Review: Sugarland - Australian Theatre for Young People
Art Smitten30 Mai 2016

Review: Sugarland - Australian Theatre for Young People

It was fantastic to hear that The Arts Centre’s season of Sugarland is being targeted at VCE students, but don’t let that make you think that the play itself is mostly for high school students. Fraser Corfiel and David Page’s debut production of Rachel Coopes and Wayne Blair‘s latest theatrical work is one of those stories of adolescence that engages teenagers both past and present.

Lately, Melbourne has seen quite a few ensemble pieces set in remote regions of Australia, usually ones like this year’s Meeka that have used this type of setting as a source of claustrophobia, dread and potent danger. One of the characters in Sugarland, Erica (played by Xanthe Paige) describes the Northern Territory town of Katherine as a kind of Disneyland, a peaceful place where no one is a stranger and everyone can be trusted. However, Erica has just moved here from Canberra, while our narrator, Nina (Dubs Yunupingu), and her friend, Jimmy (Calen Tassone), have lived here their entire lives. They are two aboriginal teenagers, who both express a strong spiritual connection to their land and their ancestry in some beautifully lyrical monologues, but who would both leave this town in a heartbeat if they could. Nina lives in a single share house with 12 other people, one of them being her mother’s abusive auntie. She wants to live in her own house, where she won’t have to be dodging blows and following orders. She wants to go to a school where she won’t have to suppress her academic skill so she can stay in a class with people who understand her. Jimmy isn’t sure what he wants, he just doesn’t want to be living in Katherine. Since he is currently lacking the attendance to finish school and the work ethic to get into a trade, this seems like an impossible dream, but for Nina, there is the shining prospect of winning the town’s Sing Search competition and the grand prize of $5000. She certainly has the vocal talent to take this contest out, but so might Erica. She already has the means to leave, but unlike Nina, Jimmy, and their naïve young schoolmate, Aaron (Narek Arman), she has also already been to the outside world. She has lived where they all dream of living and has had to move many times throughout her life. She knows that a change of place can only do so much, and that childhood neglect takes its toll no matter how much money you have thrown at you. One of the play’s most powerful scenes shows how Jimmy and Erica, two characters from such vastly different backgrounds, have both ended up in this same damaged, dangerous place in their lives.
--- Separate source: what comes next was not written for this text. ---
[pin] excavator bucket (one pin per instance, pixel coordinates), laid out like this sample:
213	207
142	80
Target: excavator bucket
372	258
This is the tone of about half of the show’s total duration, the remainder is just as affecting but a lot more fun. Every member of the cast, which also features Jonas Thomson as their hapless schoolmate, Charles and Eliza Logan as the long-suffering social worker, all have excellent comedic and timing and dramatic skill, and some even get a chance to show some impressive singing skills. The lighter scenes do well to endear us towards these wonderfully drawn characters whose plights, though they are of many different shapes and sizes, are all very compelling and uniquely revealing. Charles is another hopeful entrant in the competition. He has chosen to sing, of all things, Justin Bieber’s ‘Baby,’ and has no desire to tell this to his sport-obsessed father, unless he wins. He is a simultaneously hilarious and heartbreaking example of the pressures placed on young white Australian men, just as Aaron, Jimmy and Nina show us what happens to young Indigenous men and women who have no pressures and no expectations placed on them at all. The singing competition, with all of its pitfalls and inequities, is an excellent narrative device for encapsulating the high hopes and crushing realities of these five young people who all want and deserve the same things, love and freedom, but who, for various reasons, may never come to know them.

Sugarland is truly a theatrical marvel, having managed to engage, educate and consistently entertain young audiences without pandering to them or misrepresenting them. It is an authentic, insightful, and artistically precise piece of storytelling.